Adam looked his wife in the eyes. "By going to Moorm."

"Adam! You saw what it was like there!"

"I've been worse places. Apokolips, Starlag, western New York. I'll be okay."

"Does it have to be you?" Alanna had tears in her eyes.

"Come on, kiddo," Adam said as he embraced his wife. "What's gotten into you? I've never known you to get so shaken up. This morning you sent me out to battle a race of ten foot tall monsters without batting an eye."

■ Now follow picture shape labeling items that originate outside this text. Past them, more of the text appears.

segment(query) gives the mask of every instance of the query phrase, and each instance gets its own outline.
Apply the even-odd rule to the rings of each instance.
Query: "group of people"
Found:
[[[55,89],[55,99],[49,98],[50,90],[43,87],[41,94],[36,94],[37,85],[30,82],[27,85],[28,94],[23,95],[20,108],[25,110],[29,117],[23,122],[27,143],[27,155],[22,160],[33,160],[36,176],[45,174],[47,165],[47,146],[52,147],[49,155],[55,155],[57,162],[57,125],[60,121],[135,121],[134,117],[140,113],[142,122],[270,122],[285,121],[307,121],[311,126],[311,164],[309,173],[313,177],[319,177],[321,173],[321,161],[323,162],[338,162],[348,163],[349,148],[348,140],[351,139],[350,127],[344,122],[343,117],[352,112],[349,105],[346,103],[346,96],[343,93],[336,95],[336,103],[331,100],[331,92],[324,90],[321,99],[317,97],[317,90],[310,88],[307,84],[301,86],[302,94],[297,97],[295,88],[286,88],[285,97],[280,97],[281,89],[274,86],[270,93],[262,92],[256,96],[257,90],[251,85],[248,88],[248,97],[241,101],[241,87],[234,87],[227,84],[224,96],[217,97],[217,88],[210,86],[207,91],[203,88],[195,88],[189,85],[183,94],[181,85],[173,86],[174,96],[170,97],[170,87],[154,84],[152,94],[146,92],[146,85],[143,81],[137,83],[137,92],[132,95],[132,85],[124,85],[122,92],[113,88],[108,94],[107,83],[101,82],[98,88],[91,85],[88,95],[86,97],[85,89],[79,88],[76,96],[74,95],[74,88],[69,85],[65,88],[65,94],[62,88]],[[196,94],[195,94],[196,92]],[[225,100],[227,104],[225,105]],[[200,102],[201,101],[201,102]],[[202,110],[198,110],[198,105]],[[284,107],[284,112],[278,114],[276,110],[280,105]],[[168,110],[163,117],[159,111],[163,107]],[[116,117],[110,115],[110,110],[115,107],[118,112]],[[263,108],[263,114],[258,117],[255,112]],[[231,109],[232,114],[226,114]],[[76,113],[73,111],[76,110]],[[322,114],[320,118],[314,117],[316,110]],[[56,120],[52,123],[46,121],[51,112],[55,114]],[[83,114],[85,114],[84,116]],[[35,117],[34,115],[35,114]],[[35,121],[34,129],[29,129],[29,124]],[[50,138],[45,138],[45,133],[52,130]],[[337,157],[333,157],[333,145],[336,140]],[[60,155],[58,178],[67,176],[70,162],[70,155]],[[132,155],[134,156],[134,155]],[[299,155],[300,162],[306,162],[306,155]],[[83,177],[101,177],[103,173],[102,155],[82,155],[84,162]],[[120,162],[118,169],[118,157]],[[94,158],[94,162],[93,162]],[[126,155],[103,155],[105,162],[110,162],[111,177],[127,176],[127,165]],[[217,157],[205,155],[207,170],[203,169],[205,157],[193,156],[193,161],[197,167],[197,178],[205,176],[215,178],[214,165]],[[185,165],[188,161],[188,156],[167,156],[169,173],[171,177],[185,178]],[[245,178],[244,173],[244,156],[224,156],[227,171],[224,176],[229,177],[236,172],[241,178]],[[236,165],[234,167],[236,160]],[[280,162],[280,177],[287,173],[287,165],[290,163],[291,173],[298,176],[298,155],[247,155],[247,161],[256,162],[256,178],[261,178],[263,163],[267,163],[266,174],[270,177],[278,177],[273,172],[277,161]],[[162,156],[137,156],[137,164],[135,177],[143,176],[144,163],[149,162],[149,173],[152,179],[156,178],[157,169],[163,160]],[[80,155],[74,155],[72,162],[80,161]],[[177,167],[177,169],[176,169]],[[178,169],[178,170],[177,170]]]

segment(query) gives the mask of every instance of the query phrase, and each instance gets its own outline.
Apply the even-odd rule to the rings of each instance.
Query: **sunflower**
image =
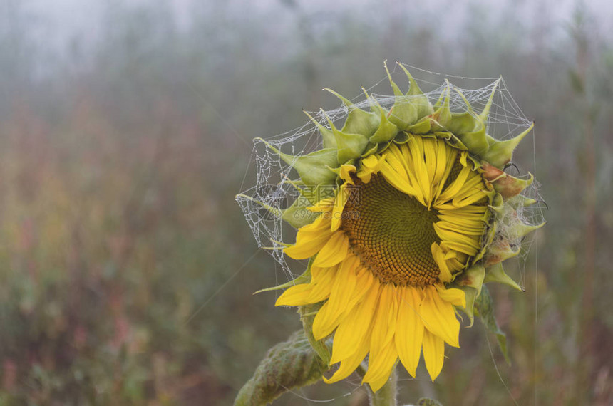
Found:
[[[480,113],[454,88],[466,108],[451,112],[450,84],[433,105],[399,66],[410,87],[403,93],[388,71],[395,95],[389,110],[368,94],[371,111],[332,92],[348,115],[340,130],[311,118],[321,150],[294,157],[269,145],[298,172],[302,192],[334,190],[311,197],[309,215],[299,220],[297,200],[280,214],[297,228],[284,254],[310,261],[276,306],[316,305],[309,333],[316,340],[331,338],[329,364],[338,364],[324,380],[342,380],[367,359],[363,382],[374,391],[398,359],[415,377],[422,354],[434,380],[445,343],[459,347],[456,310],[472,323],[484,281],[518,287],[500,262],[542,225],[517,215],[534,202],[521,195],[532,177],[503,170],[532,126],[495,140],[486,122],[495,87]]]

"It's just… those weren't monsters. They were people. Just ordinary Rannians. And they were killing each other. I saw this one old man, and he looked so much like Sardath, and they… they…"

"Hush," Adam said, patting her back. "I'll fix this. I promise."

Alanna pulled away from him. "How do I know it won't happen to you? What if you come back like that? Oh, Adam, I couldn't bear it."

"Well, there's the rub. I won't know how to shield myself from whatever's causing this until I know what it is, and I won't know that until I investigate."

"But you will take precautions, right?"

"Of course. Sardath has an environmentally sealed suit he uses sometimes for experiments. I'll go in that. It might not work, but it's the best option I've got."

"Thank you."

"Alanna, promise me something. If I do come back… different, promise me that if you think, even for a second, that I'm going to hurt you or Aleea, you'll stop me no matter what it takes. Do you understand me? No matter what it takes."

"But Adam-"

"Promise me."

"I promise." And they embraced again.


An hour later, Adam was flying towards Moorm in a borrowed airship. He hated the confining cabin, but the jetpack he normally wore wouldn't support him in the bulky environmental suit he had traded his normal red and white uniform for.

He saw the smoke first, massive columns reaching for the sky. He wasn't surprised that Moorm was still burning; no one had seemed terribly concerned with fighting the fires. It was more likely they had lit new ones.

Then the tallest buildings crept over the horizon. Finally, he was in sight of Moorm. Even from this distance, he could hear the screams.

He landed the airship, and emerged into the late afternoon. The suit was awkward to maneuver, but Adam was willing to forego ease of movement if it meant he kept his sanity.

Sardath's environmental suit was almost completely sealed off from the world outside. It had its own air supply, was impervious to all forms of radiation, and would filter all visual and audio stimuli for potentially harmful elements before relaying them to the user. But even so, no protection was perfect, and under physical assault the suit could tear, exposing him to whatever had afflicted Moorm.

He sealed the airship's door. If anyone tried to break the lock, the ship would self-destruct.

Slowly, Adam trudged towards the inferno.